- Born: 25 February 1923 Vienna, Austria
- Died: 21 March 1987 (aged 64) Berlin, Germany

Philosophical work
- Era: 20th-century philosophy
- Region: Western philosophy

= Jacob Taubes =

Austrian sociologist of religion, philosopher and scholar of Judaism (1923-1987)

Jacob Taubes (25 February 1923 – 21 March 1987) was a sociologist of religion, philosopher, and scholar of Judaism.

Taubes was born into an old rabbinical family. He was married to the writer Susan Taubes. He obtained his doctorate in 1947 for a thesis on "Occidental Eschatology" and initially taught religious studies and Jewish studies in the United States at Harvard, Columbia and Princeton University.

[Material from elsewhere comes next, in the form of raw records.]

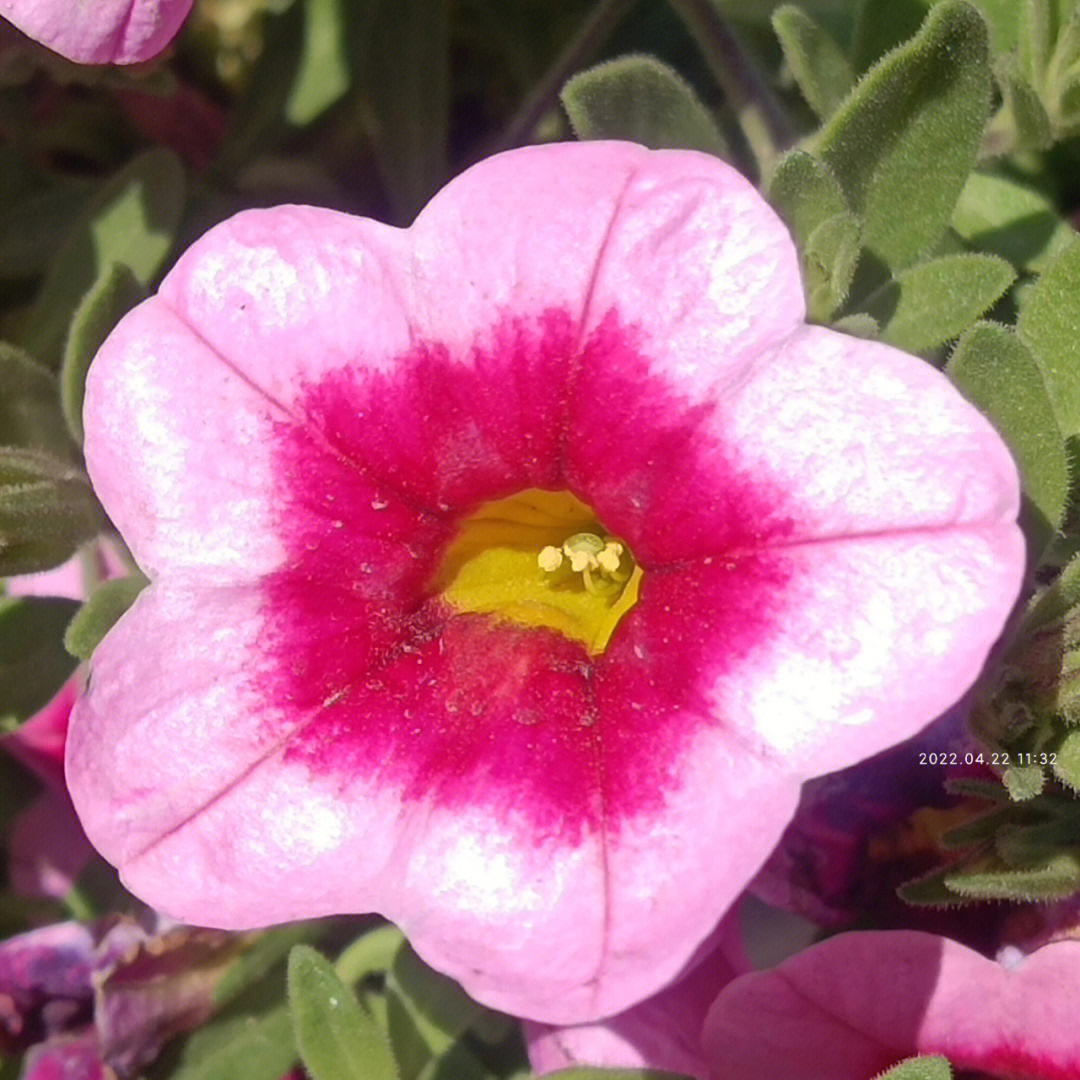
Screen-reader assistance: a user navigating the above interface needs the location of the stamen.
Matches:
[537,524,633,598]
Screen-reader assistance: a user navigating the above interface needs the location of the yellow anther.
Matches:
[596,540,622,573]
[537,544,563,573]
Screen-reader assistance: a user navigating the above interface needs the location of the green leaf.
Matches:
[802,213,861,323]
[833,311,881,341]
[1016,0,1053,85]
[816,0,990,270]
[1051,728,1080,792]
[1001,765,1047,802]
[0,448,104,577]
[877,1054,953,1080]
[945,851,1080,901]
[22,148,185,366]
[1016,242,1080,437]
[150,1004,296,1080]
[387,945,481,1076]
[1023,555,1080,637]
[0,341,73,460]
[211,3,307,174]
[288,945,397,1080]
[852,0,937,71]
[865,253,1016,352]
[214,921,324,1005]
[772,4,855,120]
[64,573,149,660]
[0,177,91,279]
[865,253,1015,352]
[768,150,849,236]
[285,0,352,127]
[985,66,1054,156]
[334,923,405,986]
[950,173,1076,273]
[769,150,860,322]
[60,262,147,445]
[559,56,726,157]
[546,1068,683,1080]
[0,596,79,727]
[365,0,450,221]
[945,323,1069,562]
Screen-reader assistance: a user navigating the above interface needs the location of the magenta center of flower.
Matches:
[434,487,642,656]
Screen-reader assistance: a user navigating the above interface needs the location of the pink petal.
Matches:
[704,931,1080,1080]
[68,144,1023,1022]
[0,0,193,64]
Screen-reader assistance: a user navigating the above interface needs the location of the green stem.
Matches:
[671,0,797,177]
[485,0,637,157]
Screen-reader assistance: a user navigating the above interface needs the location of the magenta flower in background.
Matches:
[704,931,1080,1080]
[0,0,194,64]
[68,143,1024,1023]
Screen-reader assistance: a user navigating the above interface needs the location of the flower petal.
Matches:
[0,0,194,64]
[704,931,1080,1080]
[525,907,750,1080]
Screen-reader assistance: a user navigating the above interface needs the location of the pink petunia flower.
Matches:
[525,905,751,1080]
[704,931,1080,1080]
[68,143,1024,1023]
[0,0,194,64]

From 1965 he was professor of Jewish studies and hermeneutics at the Free University of Berlin. He has influenced many contemporary thinkers such as Giorgio Agamben, Susan Sontag, Avital Ronell, Marshall Berman, Babette Babich, Aleida and Jan Assmann, Amos Funkenstein and Peter Sloterdijk.

==Works==
- Abendländische Eschatologie, A. Francke, 1947.
- The Political Theology of Paul: Lectures, Held at the Protestant Institute for Interdisciplinary Research (FEST) in Heidelberg, February 23–27, 1987, Stanford University Press, 2004.
- From Cult to Culture: Fragments Toward a Critique of Historical Reason, Stanford University Press, 2010.
- To Carl Schmitt: Letters and Reflections, Columbia University Press, 2013.
- Apokalypse und Politik: Aufsätze, Kritiken und kleinere Schriften, Brill Deutschland, 2017.